Today, he kept it up in this post, “Yahoo Should’ve Bought BuzzFeed, Not Tumblr and the Seven Dwarfs Of Acqui-Hires”: “It’s about content and distribution — with communications as well. Yahoo has all the pieces to do this. But they have no strategy, which stems from a lack of leadership. What is the Yahoo strategy? Daily habits? That’s a buzzword — not a strategy. Buying BuzzFeed or Vice could have helped transform Yahoo, if Yahoo’s management had been willing to step aside and give full control of all of Yahoo’s core business to the competent management of either of those companies.
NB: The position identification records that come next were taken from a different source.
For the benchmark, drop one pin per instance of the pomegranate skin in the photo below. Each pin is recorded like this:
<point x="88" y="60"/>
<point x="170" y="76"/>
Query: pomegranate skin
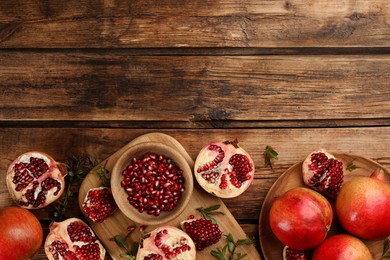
<point x="301" y="218"/>
<point x="21" y="234"/>
<point x="340" y="247"/>
<point x="362" y="207"/>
But they didn’t.”

That one I gotta agree on, although I am not sure Mayer would have been able to purchase either content property.
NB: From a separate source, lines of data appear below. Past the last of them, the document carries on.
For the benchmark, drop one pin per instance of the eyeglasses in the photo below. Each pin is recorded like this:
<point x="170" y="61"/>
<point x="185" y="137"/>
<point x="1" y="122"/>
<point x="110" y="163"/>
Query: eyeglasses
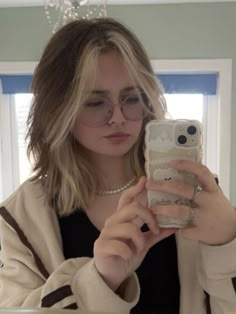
<point x="99" y="110"/>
In any case, Jackson’s attacks have had little impact on Yahoo shares over the last month — the stock is down only slightly.
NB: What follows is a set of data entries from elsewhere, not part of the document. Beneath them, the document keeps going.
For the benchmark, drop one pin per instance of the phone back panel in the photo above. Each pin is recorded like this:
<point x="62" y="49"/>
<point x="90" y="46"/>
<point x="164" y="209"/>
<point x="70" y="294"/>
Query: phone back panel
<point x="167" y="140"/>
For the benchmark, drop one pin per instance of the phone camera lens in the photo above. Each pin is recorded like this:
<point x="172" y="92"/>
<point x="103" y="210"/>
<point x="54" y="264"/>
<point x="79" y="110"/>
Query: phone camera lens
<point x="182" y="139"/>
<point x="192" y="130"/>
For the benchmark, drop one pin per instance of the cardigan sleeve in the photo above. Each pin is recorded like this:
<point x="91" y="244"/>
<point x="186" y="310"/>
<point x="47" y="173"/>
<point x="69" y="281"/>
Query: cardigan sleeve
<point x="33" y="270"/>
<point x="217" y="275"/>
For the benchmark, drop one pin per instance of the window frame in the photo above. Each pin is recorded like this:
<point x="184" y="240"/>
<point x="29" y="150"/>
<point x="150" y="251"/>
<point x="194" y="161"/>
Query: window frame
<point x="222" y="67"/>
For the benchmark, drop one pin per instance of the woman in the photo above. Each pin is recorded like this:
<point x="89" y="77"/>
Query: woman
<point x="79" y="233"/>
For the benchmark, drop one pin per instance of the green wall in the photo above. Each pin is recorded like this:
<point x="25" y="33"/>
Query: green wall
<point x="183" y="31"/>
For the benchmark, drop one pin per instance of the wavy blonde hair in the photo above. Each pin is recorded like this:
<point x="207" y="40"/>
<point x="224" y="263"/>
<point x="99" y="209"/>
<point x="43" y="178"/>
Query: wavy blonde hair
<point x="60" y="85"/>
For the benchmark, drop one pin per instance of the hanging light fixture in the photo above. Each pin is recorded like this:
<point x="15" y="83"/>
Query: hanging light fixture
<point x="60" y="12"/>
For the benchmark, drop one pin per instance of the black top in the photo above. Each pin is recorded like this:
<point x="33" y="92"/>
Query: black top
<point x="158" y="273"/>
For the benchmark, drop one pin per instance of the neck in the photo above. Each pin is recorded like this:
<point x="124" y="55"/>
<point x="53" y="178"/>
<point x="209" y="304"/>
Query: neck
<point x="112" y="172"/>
There also does not seem to be an imminent bid or activist attack as yet. Sources close to the situation told me that Alibaba has no intention of trying to buy Yahoo and, even with the recent arrival of former Google exec Nikesh Arora at SoftBank, such an acquisition would come further along, if at all. Last of all, one obvious buyer — Microsoft — seems entirely uninterested at this moment, too.

In addition, given that Yahoo’s lucrative remaining shares in Alibaba are locked up for a year after the IPO, several prominent activist investors I spoke to said that any big upside would be much farther into the future.

That said, one large Yahoo investor noted to me that everyone will be watching carefully what Mayer does with the Alibaba windfall she will get in September, noting that big shareholders have told her outright that they want most of the money back via stock buybacks or a dividend. Yahoo has already publicly committed to giving back at least half the proceeds.

“Given how her acquisitions have not yet moved the ball, investors are not likely to give her a lot of room to buy more,” said one prominent shareholder. “If she does something big, she might be in a fight for her life.”

To push that along, Jackson said he will soldier on.

“As you can see, I’m not holding back in my criticism of her. I think she needs to go and I’m trying to lay all the facts out about her lack of results so that investors are aware of them and can potentially act before she makes any more acquisitions after she gets the Alibaba cash,” he wrote in an email to me. “But we will see what happens. She’s clearly handpicked this board to support her so she can clearly fight anything. I don’t think she’s used to public sustained criticism so I’m not sure how she’ll handle it — fight or flight.”